Knowing that statistics can be used to prove anything, here are a few to chew on: Todd Marchant’s goal against the Nashville Predators on Thursday was his first of the season in his 14th game.


Marchant was the subject of a recent trade rumorwhich, reading into the statistics, would make sense on paper if the Ducks desire more offense. AsMarchant himself said Thursday, “if this team was relying on me to score goals, we’d be in big trouble.”

But Marchant, a 17-year veteran, threw out another statistic Thursday to explain why he isn’t worried about his future.


“Probably 95 percent of all the rumors don’t ever happen anyway,” Marchant said.”I heard my name. Throughout my entire career I’ve heard my name in trade rumors — I’m going here, I’m going there, I’m doing this, I’m doing that — I try not to let it bother me.”

He pointed to the fact that he’s only been traded once in his career, for Craig MacTavish in 1994, in a deal that sent Marchant from the New York Rangers to the Edmonton Oilers. He went from Edmonton to Columbus as a free agent in 2003, and Anaheim claimed Marchant off the waiver wire in 2005.

The 36-year-old has gone from a 20-goal scorer at his peak seven years ago, to a scrappy defensive specialist. Marchant is averaging 3 minutes, 50 seconds per game short-handed this season, third among all NHL forwards, and logged another 3:17 as the Ducks killed off five penalties Thursday.
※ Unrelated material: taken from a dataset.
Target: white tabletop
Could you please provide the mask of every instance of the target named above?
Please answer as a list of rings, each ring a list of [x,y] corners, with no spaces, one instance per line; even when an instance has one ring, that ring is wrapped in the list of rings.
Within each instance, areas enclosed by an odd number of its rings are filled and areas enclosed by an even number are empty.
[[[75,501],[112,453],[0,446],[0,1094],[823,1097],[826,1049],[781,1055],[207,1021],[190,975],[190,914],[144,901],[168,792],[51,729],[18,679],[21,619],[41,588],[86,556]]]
So while his game has changed, his value — to this team, at least — probably hasn’t. Trading their best penalty-killing forward during a string of 12 successful penalty kills might be ill-advised; the Ducks have generally played poorly in short-handed situations this season.

“My job is to bring energy, be a good penalty killer, be good on faceoffs, do the little things to help this team be successful, and I try to do that every night,” Marchant said.

When a player with that job description scores a goal, head coach Randy Carlyle said, “it’s always a huge boost for your team. Everybody feels good for the player, and that energizes other players on the bench.”

“Marchant made the check on (David) Legwand in the corner, and the puck changed sides,” Carlyle said. “He beat Legwand back to the front of the net, and (Petteri) Nokelainen gave him the pass. That’s the type of stuff we have to do more consistently as a team.”